Article by Casey Setash
Come springtime in the West, ducklings motor around the irrigation ditches of ranching country like cars on a highway. In Colorado’s North Platte Basin, these ditch-driving ducklings depend on the infrastructure provided by the ditches as much as the ranchers who use them to irrigate their fields. The ducklings cannot fly and must sometimes walk more than a mile to the nearest water source after they hatch. Some female ducks raise their ducklings entirely in irrigation ditches, and many of them use the ditches as transportation routes to bring their ducklings to the large reservoirs around North Park to feed.

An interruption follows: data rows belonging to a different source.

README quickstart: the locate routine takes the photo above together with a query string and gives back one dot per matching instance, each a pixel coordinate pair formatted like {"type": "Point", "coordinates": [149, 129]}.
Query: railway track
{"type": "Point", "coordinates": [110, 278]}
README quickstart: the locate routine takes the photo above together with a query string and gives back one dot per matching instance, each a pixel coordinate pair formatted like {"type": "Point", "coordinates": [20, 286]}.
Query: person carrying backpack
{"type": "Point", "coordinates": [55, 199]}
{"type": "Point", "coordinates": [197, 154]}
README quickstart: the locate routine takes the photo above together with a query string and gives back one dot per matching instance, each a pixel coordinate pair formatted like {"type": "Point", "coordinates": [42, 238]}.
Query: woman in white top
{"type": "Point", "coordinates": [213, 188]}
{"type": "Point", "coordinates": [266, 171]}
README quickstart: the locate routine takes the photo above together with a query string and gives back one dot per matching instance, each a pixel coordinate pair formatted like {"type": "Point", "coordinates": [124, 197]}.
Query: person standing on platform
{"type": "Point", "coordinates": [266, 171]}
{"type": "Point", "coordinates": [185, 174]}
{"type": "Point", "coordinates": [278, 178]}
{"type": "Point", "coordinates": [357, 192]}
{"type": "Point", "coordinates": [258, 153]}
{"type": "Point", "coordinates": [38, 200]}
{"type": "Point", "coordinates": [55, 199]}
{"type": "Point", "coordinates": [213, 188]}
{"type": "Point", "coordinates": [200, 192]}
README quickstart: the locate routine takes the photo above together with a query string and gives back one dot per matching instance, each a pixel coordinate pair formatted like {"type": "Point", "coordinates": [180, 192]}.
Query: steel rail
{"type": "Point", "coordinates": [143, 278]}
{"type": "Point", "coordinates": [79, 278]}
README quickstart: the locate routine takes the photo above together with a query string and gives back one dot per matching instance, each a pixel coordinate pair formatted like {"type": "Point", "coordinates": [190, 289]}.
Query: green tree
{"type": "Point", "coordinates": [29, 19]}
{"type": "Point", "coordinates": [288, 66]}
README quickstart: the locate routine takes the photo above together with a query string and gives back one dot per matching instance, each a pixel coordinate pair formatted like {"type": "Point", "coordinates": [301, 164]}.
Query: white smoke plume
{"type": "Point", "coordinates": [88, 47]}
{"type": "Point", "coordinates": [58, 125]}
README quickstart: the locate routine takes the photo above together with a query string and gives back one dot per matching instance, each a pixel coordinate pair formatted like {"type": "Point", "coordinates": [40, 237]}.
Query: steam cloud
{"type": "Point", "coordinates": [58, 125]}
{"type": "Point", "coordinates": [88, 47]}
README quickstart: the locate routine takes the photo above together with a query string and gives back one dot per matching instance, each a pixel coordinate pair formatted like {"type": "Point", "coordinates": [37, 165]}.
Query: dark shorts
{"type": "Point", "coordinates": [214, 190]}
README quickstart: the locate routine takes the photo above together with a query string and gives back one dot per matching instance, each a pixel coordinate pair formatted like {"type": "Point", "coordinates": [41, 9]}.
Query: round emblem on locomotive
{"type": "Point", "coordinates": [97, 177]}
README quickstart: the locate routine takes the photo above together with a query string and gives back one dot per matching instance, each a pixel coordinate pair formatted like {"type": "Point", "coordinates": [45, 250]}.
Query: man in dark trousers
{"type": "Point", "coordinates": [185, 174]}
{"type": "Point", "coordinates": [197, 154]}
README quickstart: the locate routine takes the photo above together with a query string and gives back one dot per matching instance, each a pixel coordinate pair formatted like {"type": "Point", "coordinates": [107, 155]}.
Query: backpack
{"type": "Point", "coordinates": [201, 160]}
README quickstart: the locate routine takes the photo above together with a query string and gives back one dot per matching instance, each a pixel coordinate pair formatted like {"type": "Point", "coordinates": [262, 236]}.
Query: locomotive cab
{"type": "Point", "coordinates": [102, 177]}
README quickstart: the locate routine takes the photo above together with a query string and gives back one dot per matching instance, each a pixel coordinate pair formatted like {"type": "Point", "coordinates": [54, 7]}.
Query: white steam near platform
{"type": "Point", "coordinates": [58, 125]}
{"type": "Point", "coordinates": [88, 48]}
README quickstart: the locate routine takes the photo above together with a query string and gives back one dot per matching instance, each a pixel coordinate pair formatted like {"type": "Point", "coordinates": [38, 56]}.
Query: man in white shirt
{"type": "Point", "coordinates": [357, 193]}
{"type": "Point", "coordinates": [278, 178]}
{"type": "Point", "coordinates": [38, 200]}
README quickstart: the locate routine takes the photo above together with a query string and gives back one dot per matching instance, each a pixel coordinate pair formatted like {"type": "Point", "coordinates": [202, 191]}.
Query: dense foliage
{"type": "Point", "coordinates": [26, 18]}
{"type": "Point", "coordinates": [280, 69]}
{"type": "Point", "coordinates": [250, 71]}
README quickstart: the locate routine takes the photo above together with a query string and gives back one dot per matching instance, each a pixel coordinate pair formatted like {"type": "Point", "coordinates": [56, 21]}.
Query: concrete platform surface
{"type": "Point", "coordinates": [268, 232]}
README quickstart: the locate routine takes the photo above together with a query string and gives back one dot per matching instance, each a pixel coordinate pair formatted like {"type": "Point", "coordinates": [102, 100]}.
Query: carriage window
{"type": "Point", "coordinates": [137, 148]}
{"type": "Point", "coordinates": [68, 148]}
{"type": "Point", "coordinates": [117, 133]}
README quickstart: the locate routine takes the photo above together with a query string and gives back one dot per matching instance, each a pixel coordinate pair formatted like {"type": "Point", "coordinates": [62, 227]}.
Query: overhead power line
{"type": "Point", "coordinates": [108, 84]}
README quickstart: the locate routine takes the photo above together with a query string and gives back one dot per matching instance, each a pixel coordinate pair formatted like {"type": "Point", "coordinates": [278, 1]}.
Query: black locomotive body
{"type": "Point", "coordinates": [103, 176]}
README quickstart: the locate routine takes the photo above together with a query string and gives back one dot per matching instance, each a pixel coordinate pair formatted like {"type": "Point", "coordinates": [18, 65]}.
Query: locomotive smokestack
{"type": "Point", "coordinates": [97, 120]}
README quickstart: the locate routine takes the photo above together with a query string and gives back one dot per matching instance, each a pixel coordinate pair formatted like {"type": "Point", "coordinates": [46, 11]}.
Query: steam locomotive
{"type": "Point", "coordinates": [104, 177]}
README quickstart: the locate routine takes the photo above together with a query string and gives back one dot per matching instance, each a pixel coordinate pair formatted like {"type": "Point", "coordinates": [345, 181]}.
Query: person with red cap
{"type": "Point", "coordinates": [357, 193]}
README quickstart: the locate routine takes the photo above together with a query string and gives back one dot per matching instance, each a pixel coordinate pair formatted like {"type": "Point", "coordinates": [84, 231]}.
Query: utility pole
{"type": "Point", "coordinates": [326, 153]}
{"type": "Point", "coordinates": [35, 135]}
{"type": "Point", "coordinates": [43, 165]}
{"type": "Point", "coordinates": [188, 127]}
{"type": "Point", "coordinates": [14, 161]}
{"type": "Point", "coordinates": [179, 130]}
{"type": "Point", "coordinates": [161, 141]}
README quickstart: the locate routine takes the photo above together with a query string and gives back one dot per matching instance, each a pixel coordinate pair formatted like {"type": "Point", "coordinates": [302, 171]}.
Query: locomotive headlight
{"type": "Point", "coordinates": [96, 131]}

For those who call North Park and the North Platte Basin home, ducks are a standard feature of the region. But the reason they come to North Park each year is the same reason most of the people are there: water. The tributaries of the North Platte River weave through Jackson County, irrigating hay fields in a way that mimics the natural flood patterns that used to occur before people dug the ditches. These seasonal flood events and the modern-day equivalent—flood irrigation—create temporary wetlands that foster the wetland plants and invertebrates that ducks feed upon during nesting.
Small numbered bands are put on the legs of ducks and then reported when the bird is harvested. This tells researchers how many birds were shot and where, and makes a neat keepsake for hunters.| Photo by Ella Engelhard.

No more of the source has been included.